Publicações: janeiro 18, 2021

Embora 2020 possa ter chegado ao fim, marcando o fim do período de transição do Brexit, permanece a incerteza sobre o futuro da relação comercial entre a UE e o Reino Unido. Com a provável introdução de controlos fronteiriços e tarifas adicionais, agravada pelos riscos acrescidos relacionados com a pandemia de COVID-19, as preocupações com as potenciais perturbações da cadeia de abastecimento, bem como com o aumento dos custos dos equipamentos, são grandes. A acompanhar estas condições comerciais em mutação está a perspetiva de um aumento dos litígios jurídicos, nomeadamente no que se refere à aplicabilidade das disposições legais, às decisões judiciais e aos contratos transfronteiriços.

Este artigo pretende analisar se, e em caso afirmativo, de que forma o Brexit pode afetar a prática arbitral na UE e no Reino Unido. Em primeiro lugar, analisará o impacto que a saída do Reino Unido da UE tem na executoriedade e no reconhecimento das sentenças arbitrais. Além disso, abordará a forma como o Brexit pode permitir que os tribunais ingleses concedam injunções anti-suit em relação a audiências nos tribunais nacionais dos Estados-Membros. Por último, o artigo procura avaliar o efeito da saída do Reino Unido da UE sobre o mercado da arbitragem em geral, nomeadamente tendo em conta as vantagens que este último pode oferecer às partes em relação aos processos judiciais quando procuram resolver litígios comerciais transfronteiriços.

Reconhecimento e exequibilidade das decisões arbitrais

A arbitragem internacional não será, em grande medida, afetada pela saída do Reino Unido da UE. A Convenção de Nova Iorque ("Convenção")[1] continuará a ser o instrumento fundamental para a execução e o reconhecimento das sentenças arbitrais internacionais[2].

Enquanto instrumento de direito internacional privado, e não de direito da UE, a Convenção não depende da adesão à União Europeia. Ao prevalecer sobre o Regulamento Bruxelas I ("Regulamento de Bruxelas")[3] relativo à execução e ao reconhecimento das sentenças arbitrais, todos os procedimentos são regidos pelas disposições da Convenção e pelo direito nacional aplicável[4]. Com 166 Estados contratantes, as sentenças arbitrais podem ser executadas a nível mundial, fazendo com que as sentenças arbitrais não sejam afectadas pela dissolução da antiga relação entre o Reino Unido e a UE.

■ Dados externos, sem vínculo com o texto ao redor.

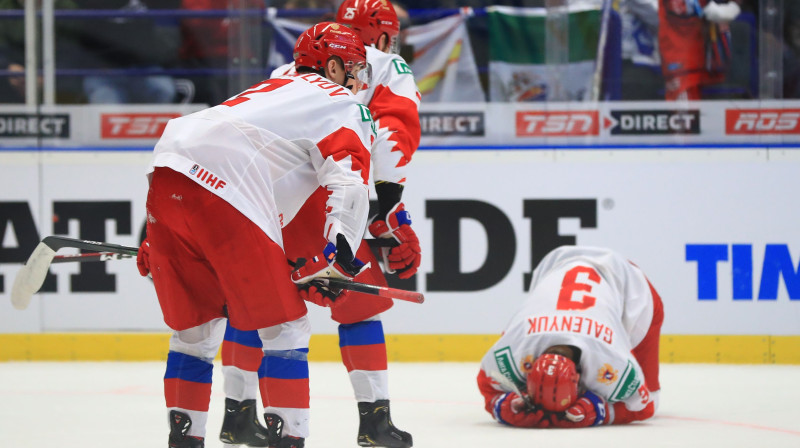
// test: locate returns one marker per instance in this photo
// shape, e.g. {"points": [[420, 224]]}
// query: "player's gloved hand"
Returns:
{"points": [[721, 12], [513, 410], [588, 410], [406, 256], [336, 261], [143, 258]]}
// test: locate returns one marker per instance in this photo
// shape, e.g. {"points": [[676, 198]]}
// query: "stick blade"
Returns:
{"points": [[383, 291], [31, 277]]}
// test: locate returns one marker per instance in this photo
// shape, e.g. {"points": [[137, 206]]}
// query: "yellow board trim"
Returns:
{"points": [[725, 349]]}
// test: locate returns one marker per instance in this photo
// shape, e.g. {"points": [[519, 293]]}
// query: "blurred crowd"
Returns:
{"points": [[670, 49]]}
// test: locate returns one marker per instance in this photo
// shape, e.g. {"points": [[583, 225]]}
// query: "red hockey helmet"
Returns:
{"points": [[553, 382], [326, 39], [370, 19]]}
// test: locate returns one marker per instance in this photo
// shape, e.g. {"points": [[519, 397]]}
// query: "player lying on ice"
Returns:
{"points": [[582, 350]]}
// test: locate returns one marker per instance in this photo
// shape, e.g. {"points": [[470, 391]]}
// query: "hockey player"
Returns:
{"points": [[694, 44], [223, 180], [393, 100], [582, 350]]}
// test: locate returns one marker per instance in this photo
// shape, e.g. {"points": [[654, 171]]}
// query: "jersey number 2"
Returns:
{"points": [[266, 86], [570, 284]]}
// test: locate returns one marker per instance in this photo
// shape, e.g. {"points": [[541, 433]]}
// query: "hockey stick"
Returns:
{"points": [[383, 291], [106, 256], [31, 277]]}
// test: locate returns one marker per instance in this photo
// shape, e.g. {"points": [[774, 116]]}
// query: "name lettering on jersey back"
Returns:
{"points": [[571, 324], [208, 179], [325, 84]]}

No entanto, podem surgir dificuldades no que respeita ao conceito de ordem pública, que pode ser invocado nos termos da alínea b) do n.º 2 do artigo V da Convenção como fundamento para recusar o reconhecimento de uma decisão arbitral se esta for considerada incompatível com o respetivo interesse público nacional.

Injunção anti-processo

Embora comummente utilizada nas jurisdições de direito consuetudinário, a injunção anti-suit ("ASI") continua a ser um conceito estranho aos países de direito civil. Enquanto instrumento que permite aos tribunais nacionais impedir que uma parte contrária inicie ou prossiga um processo judicial num foro diferente, pode influenciar profundamente o curso dos litígios no estrangeiro[5]. Ao contrário dos tribunais ingleses, que têm demonstrado uma tendência para manter as convenções de arbitragem existentes através de ASI, o Tribunal de Justiça da União Europeia ("TJUE") há muito que adoptou uma posição contrária, considerando-as inconciliáveis com o direito comunitário[6].

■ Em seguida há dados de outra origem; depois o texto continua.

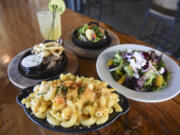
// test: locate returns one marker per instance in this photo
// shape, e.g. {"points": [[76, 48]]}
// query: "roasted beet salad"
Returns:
{"points": [[139, 70], [43, 61], [91, 36]]}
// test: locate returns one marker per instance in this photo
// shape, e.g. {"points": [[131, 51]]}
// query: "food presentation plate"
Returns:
{"points": [[22, 82], [88, 53], [76, 129], [172, 89]]}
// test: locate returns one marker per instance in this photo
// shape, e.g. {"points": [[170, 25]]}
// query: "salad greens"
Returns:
{"points": [[91, 33], [139, 70]]}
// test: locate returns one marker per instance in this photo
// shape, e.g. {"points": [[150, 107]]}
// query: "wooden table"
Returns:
{"points": [[19, 30]]}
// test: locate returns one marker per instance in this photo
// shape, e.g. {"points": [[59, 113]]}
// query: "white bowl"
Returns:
{"points": [[164, 94]]}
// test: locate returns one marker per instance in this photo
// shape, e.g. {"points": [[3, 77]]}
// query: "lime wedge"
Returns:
{"points": [[58, 4]]}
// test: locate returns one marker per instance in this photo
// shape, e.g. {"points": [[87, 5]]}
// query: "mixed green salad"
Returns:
{"points": [[91, 32], [139, 70]]}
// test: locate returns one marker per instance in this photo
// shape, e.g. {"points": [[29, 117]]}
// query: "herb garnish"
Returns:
{"points": [[81, 90]]}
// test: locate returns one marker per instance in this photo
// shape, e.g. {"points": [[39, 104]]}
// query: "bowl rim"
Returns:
{"points": [[129, 93]]}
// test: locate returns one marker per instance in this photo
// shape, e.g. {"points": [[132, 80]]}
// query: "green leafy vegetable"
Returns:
{"points": [[128, 71]]}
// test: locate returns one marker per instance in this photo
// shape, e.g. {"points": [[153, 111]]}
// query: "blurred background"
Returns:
{"points": [[153, 21]]}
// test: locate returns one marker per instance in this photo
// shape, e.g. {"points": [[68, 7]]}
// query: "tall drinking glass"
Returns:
{"points": [[49, 23]]}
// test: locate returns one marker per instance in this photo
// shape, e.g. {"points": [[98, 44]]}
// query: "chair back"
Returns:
{"points": [[167, 4]]}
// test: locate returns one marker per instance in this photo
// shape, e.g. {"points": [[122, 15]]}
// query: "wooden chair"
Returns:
{"points": [[166, 11]]}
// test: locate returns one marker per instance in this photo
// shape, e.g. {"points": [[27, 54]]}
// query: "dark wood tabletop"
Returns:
{"points": [[19, 30]]}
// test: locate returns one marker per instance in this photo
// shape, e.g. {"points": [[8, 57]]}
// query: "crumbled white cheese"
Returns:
{"points": [[137, 63]]}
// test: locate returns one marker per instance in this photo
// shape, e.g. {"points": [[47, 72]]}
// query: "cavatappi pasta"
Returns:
{"points": [[72, 101]]}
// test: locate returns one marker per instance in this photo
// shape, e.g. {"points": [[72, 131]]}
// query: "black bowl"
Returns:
{"points": [[39, 72], [76, 129], [89, 44]]}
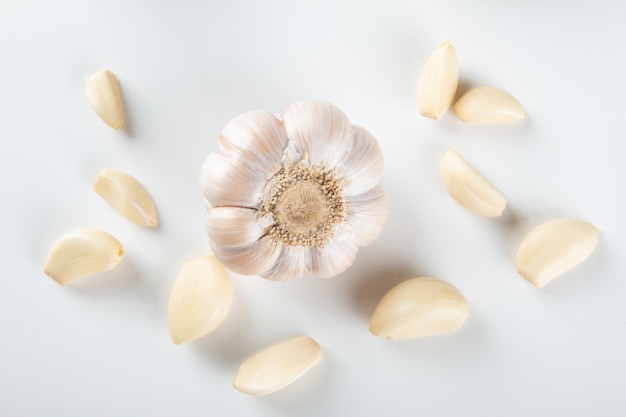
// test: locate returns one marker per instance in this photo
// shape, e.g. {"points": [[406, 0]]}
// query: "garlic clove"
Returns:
{"points": [[554, 247], [199, 300], [82, 252], [252, 259], [419, 307], [277, 366], [488, 105], [438, 82], [127, 195], [105, 97], [469, 188]]}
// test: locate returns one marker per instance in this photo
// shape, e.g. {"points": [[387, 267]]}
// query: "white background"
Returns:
{"points": [[100, 346]]}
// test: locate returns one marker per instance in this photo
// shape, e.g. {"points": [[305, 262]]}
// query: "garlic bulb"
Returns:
{"points": [[554, 247], [278, 366], [82, 252], [419, 307], [293, 195], [488, 105], [438, 82], [200, 299]]}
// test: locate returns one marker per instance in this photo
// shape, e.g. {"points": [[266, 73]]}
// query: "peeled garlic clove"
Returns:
{"points": [[554, 247], [419, 307], [82, 252], [277, 366], [200, 299], [438, 82], [470, 189], [105, 97], [127, 195], [488, 105]]}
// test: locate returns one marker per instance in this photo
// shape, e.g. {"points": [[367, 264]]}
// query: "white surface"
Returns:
{"points": [[100, 347]]}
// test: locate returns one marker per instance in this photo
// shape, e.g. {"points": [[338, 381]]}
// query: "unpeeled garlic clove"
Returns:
{"points": [[554, 247], [419, 307], [105, 97], [199, 300], [438, 82], [469, 188], [127, 195], [277, 366], [82, 252], [488, 105]]}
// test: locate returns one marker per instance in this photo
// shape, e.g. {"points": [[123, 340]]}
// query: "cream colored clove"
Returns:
{"points": [[488, 105], [199, 300], [278, 366], [469, 188], [127, 195], [419, 307], [105, 97], [438, 82], [553, 248], [82, 252]]}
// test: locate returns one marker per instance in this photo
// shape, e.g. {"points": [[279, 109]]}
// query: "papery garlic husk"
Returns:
{"points": [[554, 247], [82, 252], [438, 82], [127, 195], [199, 300], [469, 188], [105, 97], [419, 307], [488, 105], [278, 366]]}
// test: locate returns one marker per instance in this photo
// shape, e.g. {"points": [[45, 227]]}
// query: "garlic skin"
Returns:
{"points": [[438, 82], [553, 248], [200, 299], [488, 105], [82, 252], [293, 195], [419, 307], [105, 97], [278, 366], [469, 188], [127, 195]]}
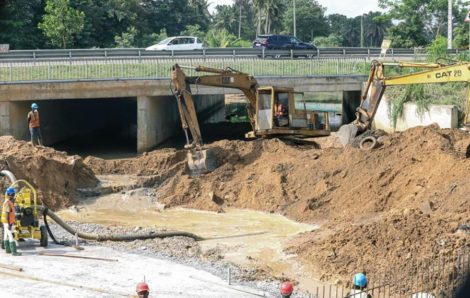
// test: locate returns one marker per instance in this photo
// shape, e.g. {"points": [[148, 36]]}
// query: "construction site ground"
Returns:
{"points": [[273, 210]]}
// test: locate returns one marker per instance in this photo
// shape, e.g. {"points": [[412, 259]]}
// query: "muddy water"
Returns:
{"points": [[244, 237]]}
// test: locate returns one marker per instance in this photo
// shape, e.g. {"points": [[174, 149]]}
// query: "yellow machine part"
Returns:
{"points": [[26, 198]]}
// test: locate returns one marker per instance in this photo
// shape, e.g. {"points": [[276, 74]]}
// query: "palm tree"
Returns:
{"points": [[225, 18]]}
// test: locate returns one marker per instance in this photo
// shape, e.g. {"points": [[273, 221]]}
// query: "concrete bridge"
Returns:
{"points": [[143, 108]]}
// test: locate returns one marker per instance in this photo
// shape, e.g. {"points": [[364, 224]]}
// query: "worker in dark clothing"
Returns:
{"points": [[142, 289], [33, 123], [359, 289], [286, 289]]}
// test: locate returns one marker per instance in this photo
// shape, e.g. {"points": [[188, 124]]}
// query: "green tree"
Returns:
{"points": [[126, 39], [376, 27], [228, 17], [220, 39], [338, 25], [310, 20], [19, 23], [419, 21], [61, 22], [437, 49]]}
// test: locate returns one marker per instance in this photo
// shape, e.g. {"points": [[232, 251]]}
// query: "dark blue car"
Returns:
{"points": [[283, 42]]}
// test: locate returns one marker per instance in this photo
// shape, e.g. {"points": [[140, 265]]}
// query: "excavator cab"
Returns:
{"points": [[273, 111], [281, 111]]}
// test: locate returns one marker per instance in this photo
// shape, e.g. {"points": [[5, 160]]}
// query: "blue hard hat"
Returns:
{"points": [[360, 280], [11, 191]]}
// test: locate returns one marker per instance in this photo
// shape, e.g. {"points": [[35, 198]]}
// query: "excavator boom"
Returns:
{"points": [[377, 82], [202, 160]]}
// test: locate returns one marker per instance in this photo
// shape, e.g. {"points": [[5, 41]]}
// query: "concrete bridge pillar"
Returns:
{"points": [[158, 117], [157, 120]]}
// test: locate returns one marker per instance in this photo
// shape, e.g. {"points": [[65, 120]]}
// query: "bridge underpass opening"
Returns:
{"points": [[100, 127], [220, 118]]}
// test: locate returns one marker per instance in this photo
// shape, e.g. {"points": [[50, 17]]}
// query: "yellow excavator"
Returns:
{"points": [[273, 111], [377, 82]]}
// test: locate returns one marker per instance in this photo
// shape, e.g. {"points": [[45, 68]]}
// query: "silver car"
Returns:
{"points": [[177, 43]]}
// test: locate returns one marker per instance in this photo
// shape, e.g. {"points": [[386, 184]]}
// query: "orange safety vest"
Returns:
{"points": [[33, 117], [11, 215]]}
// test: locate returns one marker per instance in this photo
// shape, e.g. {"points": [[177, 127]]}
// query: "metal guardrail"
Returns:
{"points": [[207, 52], [151, 67]]}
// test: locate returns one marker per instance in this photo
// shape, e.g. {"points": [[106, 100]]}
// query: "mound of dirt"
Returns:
{"points": [[56, 175], [160, 162], [378, 209]]}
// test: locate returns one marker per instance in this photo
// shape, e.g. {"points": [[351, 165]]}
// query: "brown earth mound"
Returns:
{"points": [[378, 209], [57, 175], [160, 162]]}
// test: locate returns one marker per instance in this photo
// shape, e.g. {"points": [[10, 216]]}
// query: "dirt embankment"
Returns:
{"points": [[379, 209], [56, 175]]}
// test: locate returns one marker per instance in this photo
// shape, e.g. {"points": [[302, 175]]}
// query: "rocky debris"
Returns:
{"points": [[179, 249], [413, 186], [56, 175], [397, 204]]}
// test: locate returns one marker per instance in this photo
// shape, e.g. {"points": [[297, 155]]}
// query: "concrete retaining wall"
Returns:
{"points": [[444, 115]]}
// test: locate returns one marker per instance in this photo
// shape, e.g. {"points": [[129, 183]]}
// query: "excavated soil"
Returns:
{"points": [[381, 209], [57, 175], [396, 207]]}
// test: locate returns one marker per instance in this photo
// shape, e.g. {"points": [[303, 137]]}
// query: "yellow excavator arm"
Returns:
{"points": [[200, 160], [224, 78], [377, 82]]}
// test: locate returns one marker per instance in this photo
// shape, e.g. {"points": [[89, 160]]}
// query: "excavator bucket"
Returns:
{"points": [[201, 161], [347, 133]]}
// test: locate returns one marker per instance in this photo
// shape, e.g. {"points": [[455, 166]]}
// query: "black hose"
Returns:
{"points": [[114, 237], [49, 229]]}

No processo Turner v Grovit (Processo C-159/02)[7], o TJUE analisou se uma ASI emitida contra um processo espanhol pelo tribunal inglês de primeira instância era válida se tivesse sido intentada de má fé. O TJUE considerou que "as regras de competência que [a Convenção de Bruxelas de 1968][8] estabelece são comuns a todos os tribunais dos Estados contratantes [e devem] ser interpretadas e aplicadas com a mesma autoridade por cada um deles" (para. 25). Como tal, uma vez que a emissão de uma ASI prejudica o direito de ação de um Autor, "deve ser vista como constituindo uma interferência na jurisdição do tribunal estrangeiro, que, como tal, é incompatível com o sistema da Convenção" (parágrafo 27).

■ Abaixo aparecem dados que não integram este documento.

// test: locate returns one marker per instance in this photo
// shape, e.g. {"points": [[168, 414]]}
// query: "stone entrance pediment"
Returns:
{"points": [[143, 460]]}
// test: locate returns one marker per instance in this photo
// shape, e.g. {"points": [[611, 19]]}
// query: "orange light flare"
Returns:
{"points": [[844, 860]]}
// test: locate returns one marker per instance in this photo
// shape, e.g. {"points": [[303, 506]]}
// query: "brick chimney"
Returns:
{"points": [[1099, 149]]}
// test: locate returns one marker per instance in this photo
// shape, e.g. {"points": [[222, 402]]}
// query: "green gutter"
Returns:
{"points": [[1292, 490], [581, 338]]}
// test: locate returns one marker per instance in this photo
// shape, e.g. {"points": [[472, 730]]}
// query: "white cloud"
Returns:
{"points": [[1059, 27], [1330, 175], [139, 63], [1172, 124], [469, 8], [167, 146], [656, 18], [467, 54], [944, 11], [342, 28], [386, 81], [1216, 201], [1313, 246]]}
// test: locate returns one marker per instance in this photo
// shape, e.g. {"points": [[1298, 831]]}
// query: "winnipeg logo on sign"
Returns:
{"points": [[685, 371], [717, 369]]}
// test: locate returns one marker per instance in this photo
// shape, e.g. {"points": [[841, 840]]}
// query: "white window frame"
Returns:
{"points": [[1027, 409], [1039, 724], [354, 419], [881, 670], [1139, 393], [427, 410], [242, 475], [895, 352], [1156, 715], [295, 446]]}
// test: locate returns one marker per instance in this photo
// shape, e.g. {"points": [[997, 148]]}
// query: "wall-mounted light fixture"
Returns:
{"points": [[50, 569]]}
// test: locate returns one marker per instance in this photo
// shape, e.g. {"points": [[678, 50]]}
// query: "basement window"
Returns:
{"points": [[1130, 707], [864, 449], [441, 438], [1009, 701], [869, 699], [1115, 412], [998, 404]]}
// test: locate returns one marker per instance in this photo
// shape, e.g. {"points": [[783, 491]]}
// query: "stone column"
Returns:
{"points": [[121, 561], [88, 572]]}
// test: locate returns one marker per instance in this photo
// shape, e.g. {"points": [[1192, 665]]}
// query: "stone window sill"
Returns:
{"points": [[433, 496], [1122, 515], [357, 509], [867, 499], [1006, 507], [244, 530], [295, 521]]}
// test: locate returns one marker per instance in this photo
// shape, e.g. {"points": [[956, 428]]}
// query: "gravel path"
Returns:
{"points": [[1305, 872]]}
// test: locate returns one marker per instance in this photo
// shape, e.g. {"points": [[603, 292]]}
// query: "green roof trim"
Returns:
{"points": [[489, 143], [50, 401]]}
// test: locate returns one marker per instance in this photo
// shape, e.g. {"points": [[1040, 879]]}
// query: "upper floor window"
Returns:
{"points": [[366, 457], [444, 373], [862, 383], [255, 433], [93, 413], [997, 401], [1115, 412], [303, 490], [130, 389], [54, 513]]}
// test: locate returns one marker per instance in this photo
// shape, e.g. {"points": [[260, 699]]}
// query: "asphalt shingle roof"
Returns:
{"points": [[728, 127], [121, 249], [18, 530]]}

No processo Allianz SpA v West Tankers (C-185/07),[9] o TJUE confirmou que: "é incompatível com [o Regulamento de Bruxelas] que um tribunal de um Estado-Membro profira uma ordem para impedir uma pessoa de iniciar ou prosseguir um processo nos tribunais de outro Estado-Membro com o fundamento de que esse processo seria contrário a uma convenção de arbitragem" (n.º 19). Tornar um ASI válido equivaleria "necessariamente a retirar a esse tribunal o poder de decidir sobre a sua própria competência nos termos do [Regulamento Bruxelas]" (n.º 28). Pelo contrário, é uma questão de princípio geral que "cada tribunal chamado a pronunciar-se determina, segundo as regras que lhe são aplicáveis, se é competente para resolver o litígio que lhe foi submetido" (n.º 29).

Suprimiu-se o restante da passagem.